Cross notified the Registry of Election Finance Oct. 31 of his intent to raise and spend more than $1,000 and less than $3,000 to run for the Senate seat. He also had flyers printed with his photo, saying he is a "candidate for the Republican nomination for State Senate 16th District" to be chosen by party leaders in the district.

However, GOP leaders in the 16th Senate District chose state Rep. Sara Beth Gregory of Monticello for the Dec. 18 special election. She is being challenged by Democrat Bill Conn, a Williamsburg Independent schoolteacher. The 16th District includes Clinton, Cumberland, McCreary, Monroe, Wayne and Whitley counties.

State law says no appointed member of the state Board of Elections "shall be a candidate for public office." The board consists of the secretary of state and six members appointed by the governor.

The law defines a candidate as any person who raises and spends money (even his or her own) to bring about his or her nomination or election.

Beshear spokesman Terry Sebastian confirmed that Beshear's office is reviewing whether Cross should be removed from the State Board of Elections for making campaign expenditures as a candidate.
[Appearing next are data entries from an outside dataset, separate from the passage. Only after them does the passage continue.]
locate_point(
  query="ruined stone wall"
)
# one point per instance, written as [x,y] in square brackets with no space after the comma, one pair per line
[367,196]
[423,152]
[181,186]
Cross said Wednesday, "As a member of the Board of Elections, I have been appointed by the governor and I serve at his pleasure. If the governor ever asked me to resign, I would do so." He said he prefers to stay on the board and that he always thought he would not be a candidate unless he officially filed as one.

Asked why he printed campaign materials that said he was a candidate for the GOP nomination for the Senate seat, Cross said, "I was not a candidate under Kentucky law, but when I wanted to tell people quickly that I wanted to run for the Senate seat nomination I used that word."